Aprovechando el éxito en Coro, Morales rompió el cerco de Puerto Cabello y se dirigió a Valencia pero fue rechazado en Naguanagua y tuvo que regresar a la costa. El 24 de agosto se embarcó con 1200 hombres rumbo a la Guajira, y comenzó a una campaña que logró tomar Maracaibo. Pero tras triunfo republicano en la batalla naval del 24 de julio de 1823, los realistas quedaron reducidos de nuevo a Puerto Cabello, la cual fue sitiada por tierra y por mar, hasta el 8 de noviembre del mismo año, cuando las fuerzas de José Antonio Páez le impusieron una capitulación.

A partir de 1821 a 1831 Venezuela formo parte de la GRAN COLOMBIA

Gran Colombia es el nombre dado en historiografía a un extinto y enorme estado suramericano que fue creado en 1821 por el congreso reunido en la ciudad de Cúcuta con el nombre de República de Colombia. Dicho término se emplea para distinguirla de la actual Colombia, que para ese entonces se llamaba Nueva Granada.
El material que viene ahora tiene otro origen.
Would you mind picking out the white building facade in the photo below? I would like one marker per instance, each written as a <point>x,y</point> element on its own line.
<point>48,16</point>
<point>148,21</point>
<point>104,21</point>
Esta República existió (jurídicamente) entre 1821 y 1831, y se configuró a partir de la unión de las anteriores entidades coloniales denominadas Virreinato de la Nueva Granada, Capitanía General de Venezuela y Presidencia de Quito, al igual que la Provincia Libre de Guayaquil. Su superficie correspondía a los territorios de las actuales repúblicas de Colombia, Venezuela, Ecuador y Panamá así como a pequeñas porciones de terreno que hoy pertenecen a Costa Rica, Perú, Brasil, Guyana y Nicaragua.

Si bien se habló de la creación de este Estado en el Congreso de Angostura (1819), éste hecho no vio la luz hasta que ocurrió el Congreso de Cúcuta (1821), donde se redactó la Constitución con la cual se implementó y reglamentó.



La Gran Colombia se disolvió a finales de la decada de 1820 e inicios de la de 1830, por las grandes diferencias políticas que existían entre partidarios del federalismo y el centralismo, así como por las tensiones regionales entre los pueblos que integraron la República.